Use of Human Intestinal Enteroids to Detect Human Norovirus Infectivity

Abstract

Tools to detect human norovirus infectivity have been lacking. Using human intestinal enteroid cultures inoculated with GII.Pe-GII.4 Sydney-infected fecal samples, we determined that a real-time reverse transcription PCR cycle threshold cutoff of 30 may indicate infectious norovirus. This finding could be used to help guide infection control.

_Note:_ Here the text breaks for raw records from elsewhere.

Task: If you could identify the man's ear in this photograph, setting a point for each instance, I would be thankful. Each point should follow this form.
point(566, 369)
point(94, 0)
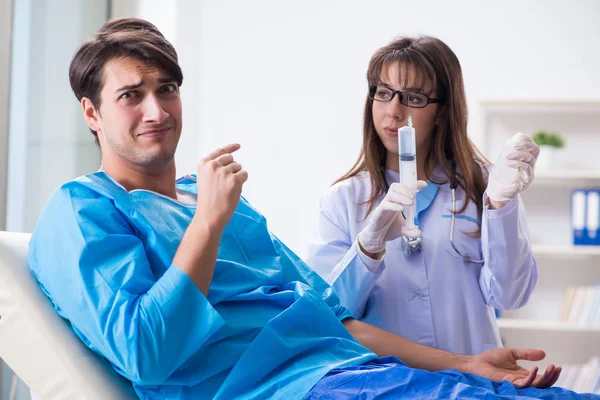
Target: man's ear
point(91, 115)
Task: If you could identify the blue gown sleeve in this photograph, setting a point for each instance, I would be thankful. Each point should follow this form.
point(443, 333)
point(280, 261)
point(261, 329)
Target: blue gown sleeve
point(95, 270)
point(295, 270)
point(510, 272)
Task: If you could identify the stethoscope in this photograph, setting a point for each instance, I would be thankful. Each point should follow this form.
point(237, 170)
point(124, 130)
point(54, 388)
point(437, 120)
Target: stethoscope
point(412, 245)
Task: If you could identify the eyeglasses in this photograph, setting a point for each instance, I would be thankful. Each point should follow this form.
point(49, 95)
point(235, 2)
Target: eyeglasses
point(410, 98)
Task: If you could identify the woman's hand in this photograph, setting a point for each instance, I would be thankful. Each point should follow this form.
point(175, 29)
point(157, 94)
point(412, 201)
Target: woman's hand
point(522, 159)
point(386, 222)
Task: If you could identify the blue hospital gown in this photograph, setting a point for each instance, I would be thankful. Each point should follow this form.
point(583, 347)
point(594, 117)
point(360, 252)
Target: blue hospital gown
point(270, 327)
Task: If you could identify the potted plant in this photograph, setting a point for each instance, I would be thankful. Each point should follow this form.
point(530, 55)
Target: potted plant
point(550, 143)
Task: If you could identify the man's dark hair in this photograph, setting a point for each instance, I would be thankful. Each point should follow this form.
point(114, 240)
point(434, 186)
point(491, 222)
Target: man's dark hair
point(126, 37)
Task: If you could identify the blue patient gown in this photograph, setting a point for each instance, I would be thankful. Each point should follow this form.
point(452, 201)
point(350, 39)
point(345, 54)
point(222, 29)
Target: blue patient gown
point(269, 328)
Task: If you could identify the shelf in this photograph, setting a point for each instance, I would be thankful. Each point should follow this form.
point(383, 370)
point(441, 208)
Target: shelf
point(568, 251)
point(566, 174)
point(524, 106)
point(533, 325)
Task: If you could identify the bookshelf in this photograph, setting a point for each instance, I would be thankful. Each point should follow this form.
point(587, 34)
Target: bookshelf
point(548, 206)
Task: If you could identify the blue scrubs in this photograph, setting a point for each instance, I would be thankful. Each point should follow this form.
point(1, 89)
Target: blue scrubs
point(270, 327)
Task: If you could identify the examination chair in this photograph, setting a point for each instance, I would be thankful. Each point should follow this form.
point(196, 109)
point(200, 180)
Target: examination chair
point(38, 345)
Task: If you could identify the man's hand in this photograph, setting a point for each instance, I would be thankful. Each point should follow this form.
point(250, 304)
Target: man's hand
point(220, 180)
point(501, 365)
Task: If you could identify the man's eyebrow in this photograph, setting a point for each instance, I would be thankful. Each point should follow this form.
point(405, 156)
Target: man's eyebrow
point(167, 79)
point(130, 87)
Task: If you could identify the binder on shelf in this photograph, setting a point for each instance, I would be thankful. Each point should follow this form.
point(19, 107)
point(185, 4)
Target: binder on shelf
point(578, 217)
point(593, 217)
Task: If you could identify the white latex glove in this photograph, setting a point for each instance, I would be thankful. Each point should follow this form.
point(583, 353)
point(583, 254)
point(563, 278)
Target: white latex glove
point(523, 160)
point(386, 222)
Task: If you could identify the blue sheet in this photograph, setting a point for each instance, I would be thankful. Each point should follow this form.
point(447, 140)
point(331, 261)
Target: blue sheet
point(389, 378)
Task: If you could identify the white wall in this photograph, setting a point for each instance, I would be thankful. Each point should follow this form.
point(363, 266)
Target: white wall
point(287, 79)
point(49, 142)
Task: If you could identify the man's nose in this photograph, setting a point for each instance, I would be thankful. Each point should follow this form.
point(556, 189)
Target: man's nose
point(395, 109)
point(154, 110)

Keywords: Ct cutoff; Cycle threshold; Hong Kong; enteric infections; enteroids; human norovirus; infectivity; rRT-PCR; real-time reverse transcription PCR; viruses.

Figure 1

Performance of a human intestinal enteroid (HIE) line and an antigen-based enzyme immunoassay (EIA) to detect human norovirus in clinical fecal samples from 3 patients in Hong Kong. Replication kinetics of 3 human pandemic norovirus genogroup II genotype 4 (GII.Pe-GII.4 Sydney) strains (CUHK-NS-1030, from a 1-year-old boy; CUHK-NS-1127, from a 79-year-old man; CUHK-NS-1499, from a 46-year-old man) were tested in a monolayer culture of the adult stem cell–derived HIE line J2. We used 3-fold serial dilutions of norovirus-containing fecal filtrates to challenge J2 seeded on 96-well cell culture plates. Norovirus RNA levels in the culture supernatant at the indicated times were measured by rRT-PCR by using a 10-fold serially diluted standard of in vitro–transcribed norovirus RNA of genotype GII.Pe-GII.4 Sydney. Horizontal dotted lines denote the lower limit of detection of the rRT-PCR (13.8 RNA copies/reaction or 110 RNA copies/well) as determined by probit analysis. Samples with undetectable norovirus RNA were arbitrarily assigned a value equal to half of the lower limit of detection for calculation purpose. To convert the unit from RNA copies/well to RNA copies/mL, multiply the value by a factor of 10. hpi, hours postinoculation; rRT-PCR, real-time reverse transcription PCR.

Figure 2

Estimation of a cutoff for rRT-PCR C_t value of inoculating fecal filtrate indicative of the ability to generate productive norovirus replication (i.e., containing infectious norovirus) in a human intestinal enteroid (HIE) line. We tested 3 strains of pandemic human norovirus genogroup II genotype 4 (GII.Pe-GII.4 Sydney) (CUHK-NS-1030, from a 1-year-old boy; CUHK-NS-1127, from a 79-year-old man; CUHK-NS-1499, from a 46-year-old man). We used 3-fold serial dilutions of norovirus-containing fecal filtrates to inoculate a monolayer culture of the adult stem cell–derived HIE line J2 seeded on 96-well cell culture plates. Productive norovirus replication was defined as having a supernatant viral RNA level increase of >10-fold at 72 hpi from baseline (1 hpi) (horizontal dotted line). RNA fold change data were derived from those shown in Figure 1 and were arbitrarily defined as 1 for those without observable viral RNA replication. For each strain, only the first dilution that resulted in undetectable viral RNA is shown and was included in downstream data analysis. The diagonal gray line denotes the best-fit line from linear regression, and the equation is Y = −0.2818X + 9.47, where Y represents RNA fold change and X represents C_t value. The black arrow specifies a C_f cutoff of 30.1 of inoculating fecal filtrate that yields productive norovirus replication as estimated from regression analysis. C_t, cycle threshold; CUHK, Chinese University of Hong Kong; hpi, hours postinoculation; rRT-PCR, real-time reverse transcription PCR.